The Central Bank is concerned that if left unchecked, hidden charges and arbitrary fees could severely damage public confidence in financial services.
The new regulation will not only place a hard cap on fees but also compel banks and card issuers to disclose all optional issuer charges at the point of transaction.
This will allow consumers to make informed financial decisions and better understand the total cost of using cross-currency payment services.
The move comes amid wider complaints from customers about surprise deductions on international card payments—deductions that many say they were neither warned about nor able to verify after the fact.
Beyond card transaction fees, the BoG is also zeroing in on questionable pricing models in the broader banking landscape. Dr. Asiama pointed to growing reports that some financial institutions continue to apply interest charges to credit accounts that have been inactive for extended periods.
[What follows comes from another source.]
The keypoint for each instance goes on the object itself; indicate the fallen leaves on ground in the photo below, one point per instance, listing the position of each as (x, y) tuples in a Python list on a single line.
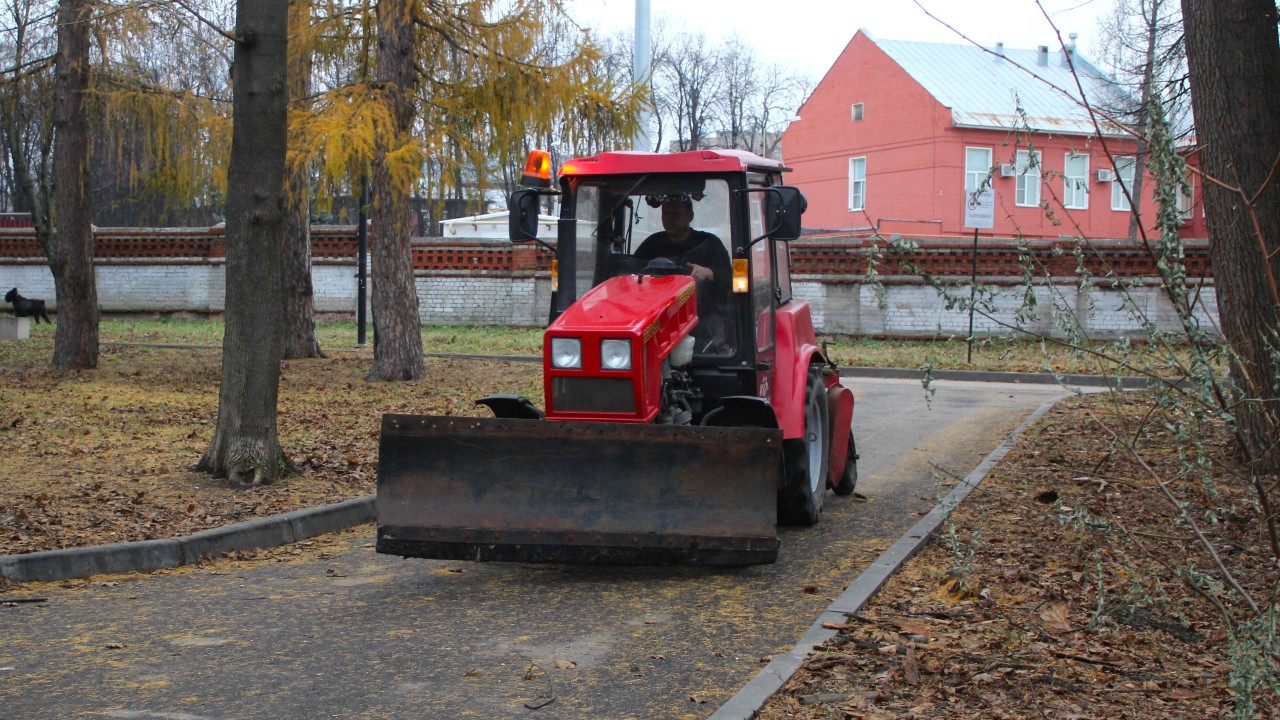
[(106, 456), (1051, 592)]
“These are cases where the accrued interest ends up exceeding the original loan amount,” he explained. “Let me be clear: such practices are unacceptable.”
He noted that this trend distorts customer outcomes, misrepresents the profitability of banks’ loan portfolios, and undermines the principles of transparency and fair treatment that the financial sector is meant to uphold.
Directive part of five-pillar reform plan
This new OIF directive and pricing review are two elements of a comprehensive five-point regulatory plan being pursued by the Central Bank to restore confidence and discipline in Ghana’s financial system.
The overarching aim, according to the Governor, is to ensure that consumer protection becomes central to banking practice, not an afterthought.
The Governor emphasized that the BoG expects all banks to revisit their pricing frameworks, review how charges are applied, and eliminate any structures that are not ethically or commercially defensible.
A call for ethical and transparent banking
Dr. Asiama urged banks to realign their fee models with the principles of responsible banking.
“We expect ethical conduct not just in lending practices but also in how fees are structured and communicated,” he said.
He added that the Central Bank would not hesitate to take regulatory action against institutions that continue to engage in predatory pricing or fail to align with evolving consumer protection standards.
Consumer-centric reforms are the future
As Ghana’s financial sector undergoes rapid digital transformation and expanded global integration, the BoG’s message is clear: banking practices must keep pace with rising expectations for fairness, transparency, and accountability.
With these reforms, the Central Bank is signaling a new era where consumers are not just seen as account holders but as rights-bearing stakeholders in the financial system.
The upcoming directive on OIFs is expected to be published formally in the coming weeks, with implementation timelines and compliance mechanisms to be outlined clearly to all financial institutions.